Thread Starter
Sim2K
(@sim2k)
Does anyone know the answer to any of these? I might just try them all out but I don’t want to break anything.
Plugin Author
senols
(@senols)
Hello @sim2k,
Thank you for your feedback on the plugin, I’m glad to hear that you like it 🙂
Regarding your questions,
Our plugin uses the text-embedding-ada-002 model for embeddings, which has a maximum token limit of 8191 according to OpenAI documentation. Assuming 750 words are around 1k tokens, the maximum number of words should be around 5-6k. However, I haven’t tested this, so it may vary. I suggest embedding data in splits instead of as huge chunks.

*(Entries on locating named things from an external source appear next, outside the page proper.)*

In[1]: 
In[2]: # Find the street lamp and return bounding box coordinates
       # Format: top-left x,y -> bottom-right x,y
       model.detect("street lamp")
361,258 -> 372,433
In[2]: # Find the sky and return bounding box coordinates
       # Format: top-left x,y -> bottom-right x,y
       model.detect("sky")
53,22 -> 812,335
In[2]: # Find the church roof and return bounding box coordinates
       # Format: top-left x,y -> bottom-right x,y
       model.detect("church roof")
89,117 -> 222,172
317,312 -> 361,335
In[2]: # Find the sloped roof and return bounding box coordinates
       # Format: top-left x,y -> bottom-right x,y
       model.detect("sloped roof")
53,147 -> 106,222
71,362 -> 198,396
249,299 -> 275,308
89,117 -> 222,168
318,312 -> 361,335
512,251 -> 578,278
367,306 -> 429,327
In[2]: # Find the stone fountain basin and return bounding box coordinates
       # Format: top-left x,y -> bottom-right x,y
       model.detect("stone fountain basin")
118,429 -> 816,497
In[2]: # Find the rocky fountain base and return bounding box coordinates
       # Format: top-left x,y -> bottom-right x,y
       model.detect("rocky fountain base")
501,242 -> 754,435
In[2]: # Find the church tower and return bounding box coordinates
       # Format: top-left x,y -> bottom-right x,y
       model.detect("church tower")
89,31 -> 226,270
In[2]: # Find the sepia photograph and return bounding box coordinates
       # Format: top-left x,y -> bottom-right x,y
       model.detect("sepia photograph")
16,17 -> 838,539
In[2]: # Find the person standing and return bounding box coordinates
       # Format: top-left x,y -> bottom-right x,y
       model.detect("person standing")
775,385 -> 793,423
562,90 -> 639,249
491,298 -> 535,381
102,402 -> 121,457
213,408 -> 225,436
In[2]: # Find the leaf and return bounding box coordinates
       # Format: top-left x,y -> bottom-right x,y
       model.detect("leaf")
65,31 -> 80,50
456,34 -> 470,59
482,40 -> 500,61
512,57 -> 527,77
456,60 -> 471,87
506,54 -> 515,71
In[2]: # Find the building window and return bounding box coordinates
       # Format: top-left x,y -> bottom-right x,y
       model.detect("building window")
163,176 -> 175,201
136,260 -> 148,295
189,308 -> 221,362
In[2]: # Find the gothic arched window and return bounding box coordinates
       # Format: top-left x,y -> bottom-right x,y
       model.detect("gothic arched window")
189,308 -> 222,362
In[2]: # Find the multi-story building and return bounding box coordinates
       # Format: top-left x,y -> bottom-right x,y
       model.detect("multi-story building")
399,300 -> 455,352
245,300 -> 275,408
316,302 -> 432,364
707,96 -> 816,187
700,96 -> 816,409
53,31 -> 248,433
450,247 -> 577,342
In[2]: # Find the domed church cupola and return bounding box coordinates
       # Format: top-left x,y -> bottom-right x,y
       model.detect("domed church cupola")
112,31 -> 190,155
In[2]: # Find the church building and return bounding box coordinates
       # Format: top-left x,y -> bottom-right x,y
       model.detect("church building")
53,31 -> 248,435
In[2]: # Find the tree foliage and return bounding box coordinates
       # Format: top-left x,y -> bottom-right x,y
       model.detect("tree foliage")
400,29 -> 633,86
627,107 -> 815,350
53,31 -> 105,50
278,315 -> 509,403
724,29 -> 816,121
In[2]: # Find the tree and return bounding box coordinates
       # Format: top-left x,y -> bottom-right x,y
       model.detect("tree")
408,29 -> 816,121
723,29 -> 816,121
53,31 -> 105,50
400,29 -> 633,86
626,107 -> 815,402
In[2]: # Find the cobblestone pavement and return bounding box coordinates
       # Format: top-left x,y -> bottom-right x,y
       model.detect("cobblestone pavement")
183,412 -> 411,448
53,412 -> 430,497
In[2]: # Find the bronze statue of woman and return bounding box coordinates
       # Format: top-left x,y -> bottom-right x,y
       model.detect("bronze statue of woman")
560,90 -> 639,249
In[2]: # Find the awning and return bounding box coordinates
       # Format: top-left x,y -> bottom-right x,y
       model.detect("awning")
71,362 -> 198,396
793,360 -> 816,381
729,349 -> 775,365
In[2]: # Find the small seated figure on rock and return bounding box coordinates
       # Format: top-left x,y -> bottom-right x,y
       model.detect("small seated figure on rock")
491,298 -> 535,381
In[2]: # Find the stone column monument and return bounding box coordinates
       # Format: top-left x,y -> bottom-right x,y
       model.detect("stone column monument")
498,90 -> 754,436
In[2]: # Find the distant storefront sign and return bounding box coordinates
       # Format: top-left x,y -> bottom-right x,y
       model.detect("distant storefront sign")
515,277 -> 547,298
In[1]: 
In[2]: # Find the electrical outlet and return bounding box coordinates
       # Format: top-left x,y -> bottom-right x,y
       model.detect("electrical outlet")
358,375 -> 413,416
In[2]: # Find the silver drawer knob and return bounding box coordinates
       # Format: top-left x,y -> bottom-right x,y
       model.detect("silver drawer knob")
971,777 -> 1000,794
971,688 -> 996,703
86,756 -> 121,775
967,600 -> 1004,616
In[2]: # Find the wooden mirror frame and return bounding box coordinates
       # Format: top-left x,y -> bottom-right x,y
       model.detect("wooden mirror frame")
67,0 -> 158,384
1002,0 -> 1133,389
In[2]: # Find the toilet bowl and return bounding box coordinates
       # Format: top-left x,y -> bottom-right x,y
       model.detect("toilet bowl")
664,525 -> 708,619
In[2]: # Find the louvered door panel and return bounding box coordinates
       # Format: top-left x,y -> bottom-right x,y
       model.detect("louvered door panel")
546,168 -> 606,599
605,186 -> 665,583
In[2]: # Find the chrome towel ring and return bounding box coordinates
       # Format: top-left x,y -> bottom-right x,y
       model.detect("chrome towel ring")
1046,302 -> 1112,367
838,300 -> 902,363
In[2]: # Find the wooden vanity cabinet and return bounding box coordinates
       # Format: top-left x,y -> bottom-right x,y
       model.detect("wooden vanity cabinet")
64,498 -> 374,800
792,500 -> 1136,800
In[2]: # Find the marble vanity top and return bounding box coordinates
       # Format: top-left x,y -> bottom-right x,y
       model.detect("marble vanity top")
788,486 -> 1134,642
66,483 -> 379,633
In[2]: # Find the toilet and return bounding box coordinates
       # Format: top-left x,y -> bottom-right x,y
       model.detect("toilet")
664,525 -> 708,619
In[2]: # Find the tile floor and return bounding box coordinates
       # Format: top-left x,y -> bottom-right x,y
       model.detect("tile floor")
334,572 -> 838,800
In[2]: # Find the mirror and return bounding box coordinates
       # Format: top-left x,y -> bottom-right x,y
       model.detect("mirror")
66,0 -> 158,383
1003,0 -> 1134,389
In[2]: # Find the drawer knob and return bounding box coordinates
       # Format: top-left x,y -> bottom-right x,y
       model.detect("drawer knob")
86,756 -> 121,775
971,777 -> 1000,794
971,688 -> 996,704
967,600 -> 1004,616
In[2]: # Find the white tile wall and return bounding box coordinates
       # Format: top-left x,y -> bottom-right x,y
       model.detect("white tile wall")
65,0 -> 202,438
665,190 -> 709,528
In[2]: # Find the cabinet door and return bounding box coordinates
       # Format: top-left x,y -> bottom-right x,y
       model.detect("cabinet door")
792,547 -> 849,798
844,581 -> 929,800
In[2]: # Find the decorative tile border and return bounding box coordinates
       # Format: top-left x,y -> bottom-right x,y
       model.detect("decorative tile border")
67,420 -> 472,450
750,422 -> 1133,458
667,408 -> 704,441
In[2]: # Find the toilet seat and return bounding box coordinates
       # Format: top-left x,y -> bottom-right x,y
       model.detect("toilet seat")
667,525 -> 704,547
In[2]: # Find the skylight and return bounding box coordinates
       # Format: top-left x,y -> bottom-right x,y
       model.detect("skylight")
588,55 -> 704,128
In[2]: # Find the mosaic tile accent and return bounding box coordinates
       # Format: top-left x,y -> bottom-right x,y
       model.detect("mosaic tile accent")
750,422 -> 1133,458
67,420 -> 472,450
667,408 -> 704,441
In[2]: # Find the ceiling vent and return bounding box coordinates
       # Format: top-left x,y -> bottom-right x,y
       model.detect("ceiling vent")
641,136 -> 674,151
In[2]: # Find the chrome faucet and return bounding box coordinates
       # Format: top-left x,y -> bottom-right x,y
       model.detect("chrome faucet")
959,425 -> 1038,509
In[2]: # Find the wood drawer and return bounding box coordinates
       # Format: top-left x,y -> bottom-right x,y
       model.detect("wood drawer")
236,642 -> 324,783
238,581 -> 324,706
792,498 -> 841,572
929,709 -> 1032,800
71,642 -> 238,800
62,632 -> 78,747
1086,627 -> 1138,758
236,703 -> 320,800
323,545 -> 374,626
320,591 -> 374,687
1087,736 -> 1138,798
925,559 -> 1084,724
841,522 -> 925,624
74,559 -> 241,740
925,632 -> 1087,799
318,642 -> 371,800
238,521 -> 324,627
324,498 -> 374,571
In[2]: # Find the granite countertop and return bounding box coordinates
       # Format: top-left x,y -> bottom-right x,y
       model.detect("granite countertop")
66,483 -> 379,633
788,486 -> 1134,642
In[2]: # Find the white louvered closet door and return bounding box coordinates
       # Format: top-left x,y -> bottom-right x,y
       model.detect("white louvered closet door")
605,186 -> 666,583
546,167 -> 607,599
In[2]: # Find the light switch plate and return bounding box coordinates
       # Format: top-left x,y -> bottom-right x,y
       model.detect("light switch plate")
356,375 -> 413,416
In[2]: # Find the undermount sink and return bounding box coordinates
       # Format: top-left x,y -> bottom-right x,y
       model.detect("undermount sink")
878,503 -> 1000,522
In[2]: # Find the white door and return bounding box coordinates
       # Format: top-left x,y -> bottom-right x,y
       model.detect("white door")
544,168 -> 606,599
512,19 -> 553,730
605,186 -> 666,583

If you are using embeddings, then all data goes to Pinecone because embeddings only work with a vector database, and we use Pinecone as an external long-term memory for the bot. When you use free text, it simply adds whatever you put. When you use FAQs, our plugin appends “Question” to the beginning of the question and “Answer” to the beginning of the answer. When you use the knowledge base builder, it appends the topic and description. This is just for the purpose of making it easy for users not to type those things.
Currently, separate bot creation for each page is not supported, but I’m working on it. However, if you are going to use embeddings or an excerpt for the context, then I don’t see the need to create separate bots for each page.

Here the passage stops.